CFOP 5405 – Venda de mercadoria adquirida ou recebida de terceiros em operação com mercadoria sujeita ao regime de substituição tributária, na condição de contribuinte substituído

O que é o CFOP 5405?

CFOP 5405 – Venda de mercadoria adquirida ou recebida de terceiros em operação com mercadoria sujeita ao regime de substituição tributária, na condição de contribuinte substituído.

O CFOP 5405 é um código usado por empresas que atuam na comercialização de mercadorias adquiridas de terceiros. Nesse sentido, quando uma empresa vende um produto que adquiriu de outro fornecedor e esse produto está sob o regime de substituição tributária, ela utiliza o CFOP 5405.

A substituição tributária acontece quando há uma operação de venda de produtos de terceiros que já recolheram o ICMS e o IPI. Dessa forma, quem adquire o produto ou serviço fica isento de pagar esse imposto, pois o vendedor original (substituto) já o recolheu.

Mas, na emissão da nota fiscal, a empresa deve informar a base de cálculo e o imposto retido.

O que significa o CFOP 5405

O CFOP é composto por 4 dígitos, onde cada um representa uma característica da operação. Essa estrutura funciona da seguinte forma:

  1. Primeiramente, o primeiro dígito indica se o produto é de entrada ou saída.
  2. Em seguida, o segundo dígito aponta qual o grupo ou a operação do documento fiscal.
  3. Por fim, o terceiro e o quarto dígitos especificam o tipo de operação.

Nesse caso, o CFOP 5405 significa:

  • 5: significa saídas ou prestações de serviços para dentro do estado.
  • 4: indica mercadoria com substituição tributária / Integração
  • 05: indica venda de mercadorias adquiridas ou recebidas de terceiros.
CFOP 5405

Quando usar o CFOP 5405

Se usa o CFOP 5405 quando o produto ou serviço está sujeito à substituição tributária. Assim, nesta operação, a empresa não recolhe o ICMS (Imposto sobre Circulação de Mercadorias e Serviços) nem o IPI (Imposto sobre Produtos Industrializados).

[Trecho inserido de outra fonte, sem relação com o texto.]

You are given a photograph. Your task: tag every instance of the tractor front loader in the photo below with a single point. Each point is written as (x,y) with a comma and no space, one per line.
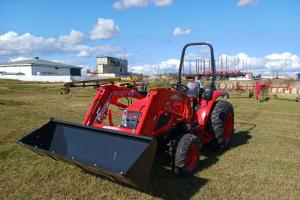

Veja algumas situações importantes em que as empresas usam o CFOP 5405:

  • Operações com substituição tributária: Se a mercadoria vendida está sujeita a esse regime, esse é o CFOP correto para usar.
  • Venda de mercadorias adquiridas: Quando uma empresa vende um produto que não fabricou, mas comprou de outro fornecedor.
  • Empresas substituídas: Apenas empresas que atuam como contribuintes substituídos irão utilizar este código no lançamento das vendas.

Dessa forma, usar esse código na nota garante que não se tenha dupla cobrança de encargos.

Quem pode usar o CFOP 5405

Empresas que comercializam mercadorias que adquirem de terceiros usam o CFOP 5405. Geralmente, essas empresas vendem para consumidores que não contribuem com o ICMS, como pessoas físicas.

Além disso, isso acontece tanto em vendas para fora do estado quanto dentro do estado. Em ambos os casos, o destinatário não tem inscrição estadual ou não está sujeito à cobrança do ICMS.

Consequentemente, esse código é muito comum para quem vende diretamente ao cliente final, como o comércio varejista.

Perguntas frequentes

Qual a diferença do CFOP 5102 e 5405?

O CFOP 5102 é usado para venda de mercadorias para contribuintes do ICMS dentro do estado. Já o 5405, as empresas usam em vendas para não contribuintes e normalmente em operações interestaduais.

Qual a diferença entre os CFOPs 5403 e 5405?

O CFOP 5403 é usado na venda de mercadorias produzidas pela empresa. Enquanto isso, a empresa usa o 5405 na venda de mercadoria que adquiriu de terceiros.

Qual CSOSN usar para o CFOP 5405?

Os CSOSN que você pode usar com esse CFOP são:

  • CSOSN 400: Não tributada pelo Simples Nacional
  • CSOSN 103: Isenção de ICMS por faixa de receita
  • CSOSN 500: ICMS cobrado anteriormente por ST ou antecipação

Conclusão

No artigo, você ficou por dentro do CFOP 5405, que é essencial para operações de venda de mercadorias que a empresa adquire de terceiros, especialmente no regime de substituição tributária. Sendo assim, usar o 5405 do jeito certo é crucial para evitar problemas fiscais. Afinal, isso ajuda a empresa a ficar em dia com a legislação e, consequentemente, a ter uma gestão financeira mais eficiente.